The mission, which is a collaboration between NASA and the European Space Agency, launched in February and conducted a close pass of the sun in mid-June. All 10 of its instruments were switched on together for the first time during this pass to collect images and data.
The images were taken at a distance of 47,845,581 miles away from the sun. This close pass, which is called a perihelion, was within the orbits of the two closest planets to the sun, Venus and Mercury.
In the images, there are small solar flares called "campfires" that can be seen near the sun's surface.

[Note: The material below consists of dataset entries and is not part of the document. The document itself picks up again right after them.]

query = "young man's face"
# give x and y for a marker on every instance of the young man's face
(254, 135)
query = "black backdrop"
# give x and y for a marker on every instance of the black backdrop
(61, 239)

"No images have been taken of the Sun at such a close distance before and the level of detail they provide is impressive," said David Long, co-principal investigator on the ESA Solar Orbiter Mission Extreme Ultraviolet Imager Investigation at University College London's Mullard Space Science Laboratory, in a statement.
"They show miniature flares across the surface of the Sun, which look like campfires that are millions of times smaller than the solar flares that we see from Earth," he said.
"Dotted across the surface, these small flares might play an important role in a mysterious phenomenon called coronal heating, whereby the Sun's outer layer, or corona, is more than 200 - 500 times hotter than the layers below," Long said.
"We are looking forward to investigating this further as Solar Orbiter gets closer to the Sun and our home star becomes more active."
The scientists don't yet know what exactly the campfires are, but they believe they could be "nanoflares," or tiny sparks that help heat the sun's outer atmosphere.
"The campfires we are talking about here are the little nephews of solar flares, at least a million, perhaps a billion times smaller," said David Berghmans, principal investigator of the Extreme Ultraviolet Imager and an astrophysicist at the Royal Observatory of Belgium in Brussels. "When looking at the new high resolution EUI images, they are literally everywhere we look."
Measurements of the temperature of these campfires could provide more information, something that the orbiter's SPICE instrument, or Spectral Imaging of the Coronal Environment, can do.
In addition to images, data from the four instruments helping to measure the space environment around the orbiter was also shared.
"Already our data are revealing shockwaves, coronal mass ejections, phenomena called 'switchbacks' and fine-scale waves in the magnetic field that we are only able to see thanks to the extreme sensitivity of our instrument," said Tim Horbury, principal investigator of Solar Orbiter's magnetometer and professor at Imperial College London, in a statement.
Shortly after the mission launched in February, it was impacted by the shutdowns that occurred in response to the spread of coronavirus.
Mission control at the European Space Operations Center in Darmstadt, Germany to close down completely for more than a week during a time when each instrument was to be tested.